Lynn Keller

Lynn Keller

Fellow: Awarded 2015
Field of Study: American Literature

Competition: US & Canada

Lynn Keller is on the faculty of the English Department and the Center for Culture, History and Environment (CHE) at the University of Wisconsin-Madison, where she has taught for more than thirty years. As visiting faculty at Stockholm University in 2014, she gave a series of lectures on which her current project builds. Keller holds a BA from Stanford University and a Ph.D. from the University of Chicago. With Alan Golding and Adalaide Morris, she edits the Contemporary North American Poetry Series from the University of Iowa Press.

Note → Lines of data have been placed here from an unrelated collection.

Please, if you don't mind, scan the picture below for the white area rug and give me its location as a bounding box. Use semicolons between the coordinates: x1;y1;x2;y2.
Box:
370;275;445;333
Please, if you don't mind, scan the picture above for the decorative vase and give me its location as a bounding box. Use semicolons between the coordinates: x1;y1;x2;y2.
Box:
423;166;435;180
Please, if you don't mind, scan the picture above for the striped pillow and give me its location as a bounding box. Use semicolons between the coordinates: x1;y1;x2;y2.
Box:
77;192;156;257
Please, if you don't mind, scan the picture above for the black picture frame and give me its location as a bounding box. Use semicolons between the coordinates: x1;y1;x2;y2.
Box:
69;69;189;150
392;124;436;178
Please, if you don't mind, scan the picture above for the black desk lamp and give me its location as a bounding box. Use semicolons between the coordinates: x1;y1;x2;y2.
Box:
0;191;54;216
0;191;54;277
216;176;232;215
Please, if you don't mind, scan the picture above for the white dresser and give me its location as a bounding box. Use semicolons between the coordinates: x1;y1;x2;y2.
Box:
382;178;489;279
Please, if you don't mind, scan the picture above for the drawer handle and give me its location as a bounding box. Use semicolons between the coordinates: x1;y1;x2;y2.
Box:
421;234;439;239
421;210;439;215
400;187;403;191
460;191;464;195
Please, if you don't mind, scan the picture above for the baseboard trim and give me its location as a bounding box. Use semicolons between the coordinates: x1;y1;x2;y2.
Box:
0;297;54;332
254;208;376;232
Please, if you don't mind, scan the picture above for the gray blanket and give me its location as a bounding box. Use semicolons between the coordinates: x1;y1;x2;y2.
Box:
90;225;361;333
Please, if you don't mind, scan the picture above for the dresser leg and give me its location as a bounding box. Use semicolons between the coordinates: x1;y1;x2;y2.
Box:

Keller’s scholarship illuminates the poetry of living writers. Her first book, Re-making It New: Contemporary American Poetry and the Modernist Tradition, examines how the legacies of modernism operate in the work of contemporary American poets. Her next book responds to the outpouring of ambitious, book-length poems written by women during the “second wave” of American feminism, beginning around 1970. Taking a capacious view of the category “long poem,” Forms of Expansion: Recent Long Poems by Women examines a range of extended poems (lyric sequences, epics, innovative serial poems, etc.) reflecting diverse aesthetics as well as varied relations to male models and dominant traditions. With Cristanne Miller she edited a collection of theoretically oriented essays on women’s poetry, Feminist Measures: Sounds in Poetry and Theory. Her most recent book, Thinking Poetry: Readings in Contemporary Women’s Exploratory Poetics examines poetry that is complex not only in the thinking it enacts but also in its innovative compositional strategies. The focal works there– by C. D. Wright, Alice Fulton, Joan Retallack, Rosmarie Waldrop, Cole Swensen, and Myung Mi Kim– enact significant intellectual engagement with challenging issues facing contemporary Americans, and seek ways to give adequate form to ongoing, often chaotic discovery.

Since completing Thinking Poetry, Keller has redirected her teaching and scholarship toward environmental studies and the emerging field of ecocriticism (environmentally focused literary criticism). Her Guggenheim project is a study of how North American poets of the 21st century, especially those with experimentalist leanings, are responding to the environmental challenges of this time in which humans are having such a dramatic, often devastating impact on planetary systems.